First set in 1947, the Doomsday Clock warns humanity about how close – or far – we are to destroying our world with our own dangerous technologies. "It is a metaphor, a reminder of the perils we must address if we are to survive on the planet," according to the Bulletin of the Atomic Scientists, which sets the symbolic time each January.
In recent years, the clock's settings have mostly reflected the risk of nuclear war and the dangers of uncontrolled climate change.
This year, the clock will be updated on Tuesday Jan. 23 at 10:00 am EST in Washington, D.C. The last announcement in January 2023 came before the beginning of the Israel-Hamas war but amid nuclear tension surrounding Russia's invasion of Ukraine.
The clock has been maintained by the Bulletin of the Atomic Scientists since 1947. The group was founded in 1945 by University of Chicago scientists who had helped develop the first nuclear weapons in the Manhattan Project.
The scientists created the clock in 1947 using the imagery of apocalypse (midnight) and the contemporary idiom of nuclear explosion (countdown to zero), to convey threats to humanity and the Earth.
Each year, experts from the Bulletin decide whether the events of the previous year pushed humanity closer to or further from destruction. The clock “conveys how close we are to destroying our civilization with dangerous technologies of our own making," according to the group.
The clock is at 90 seconds to midnight, the closest the clock has been to midnight in its history. Midnight is the moment that symbolizes Doomsday.

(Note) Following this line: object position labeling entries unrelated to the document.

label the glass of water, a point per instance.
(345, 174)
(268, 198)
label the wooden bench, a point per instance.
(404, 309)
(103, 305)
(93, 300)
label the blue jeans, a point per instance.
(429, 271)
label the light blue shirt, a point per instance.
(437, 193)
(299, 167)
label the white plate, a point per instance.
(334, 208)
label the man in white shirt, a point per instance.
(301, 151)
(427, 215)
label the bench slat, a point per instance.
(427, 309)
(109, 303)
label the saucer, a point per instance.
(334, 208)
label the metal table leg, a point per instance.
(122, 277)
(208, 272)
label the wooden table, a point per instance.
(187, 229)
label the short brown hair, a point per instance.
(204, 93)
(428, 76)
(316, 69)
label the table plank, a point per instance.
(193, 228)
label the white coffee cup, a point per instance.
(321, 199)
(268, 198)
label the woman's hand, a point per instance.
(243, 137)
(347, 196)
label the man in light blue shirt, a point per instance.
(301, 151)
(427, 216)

The Doomsday Clock is set each year by the 22 members of the Bulletin's Science and Security Board in consultation with its Board of Sponsors, which includes 11 Nobel laureates.

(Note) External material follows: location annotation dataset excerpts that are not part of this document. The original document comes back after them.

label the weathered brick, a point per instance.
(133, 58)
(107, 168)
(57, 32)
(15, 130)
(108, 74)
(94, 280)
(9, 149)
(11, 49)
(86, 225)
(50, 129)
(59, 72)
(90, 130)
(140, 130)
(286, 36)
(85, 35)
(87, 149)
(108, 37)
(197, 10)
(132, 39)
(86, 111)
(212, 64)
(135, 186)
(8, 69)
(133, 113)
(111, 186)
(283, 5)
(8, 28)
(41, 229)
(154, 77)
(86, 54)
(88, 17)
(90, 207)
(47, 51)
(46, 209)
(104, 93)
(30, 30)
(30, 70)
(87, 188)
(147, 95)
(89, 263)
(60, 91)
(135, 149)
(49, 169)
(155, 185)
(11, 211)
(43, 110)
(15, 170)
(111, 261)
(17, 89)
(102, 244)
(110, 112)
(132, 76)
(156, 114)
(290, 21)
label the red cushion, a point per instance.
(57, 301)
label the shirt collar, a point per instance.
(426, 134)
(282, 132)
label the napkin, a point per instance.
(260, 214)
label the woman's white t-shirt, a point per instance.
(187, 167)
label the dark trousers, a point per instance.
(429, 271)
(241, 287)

USA TODAY asked Rachel Bronson, president and CEO of the Bulletin of the Atomic Scientists, about the factors that will affect the clock's timing this year: "Climate change and nuclear risk continue to play very large factors in setting the timing of the Doomsday Clock," she said, "as the effects of the climate crisis become more felt and the threats of nuclear escalation in Ukraine and nuclear arms racing globally continue to loom large."
"For many years we have also considered various disruptive technologies from online misinformation to new bioresearch," she said. "This year the technology conversation must also include the recent rapid advancements in AI."
"Each year the Bulletin's Science and Security Board comes together to ask whether humanity is safer or at greater risk compared to when the Clock was last set – and whether it is safer or not than the last seven decades," Bronson said.
"That means that there is always the potential for it to move forward or backward based on the actions our leaders, but also all of us, take to improve or worsen the global situation."
Over the years, the clock has been referenced by the White House, the Kremlin and the leadership of many other nations. Robert Oppenheimer and Albert Einstein were on the bulletin's Board of Sponsors, and John F. Kennedy and Richard Nixon wrote pieces for the magazine.
Though not everyone agrees with the clock's settings, it is generally respected for the questions it asks and for its science-based stance.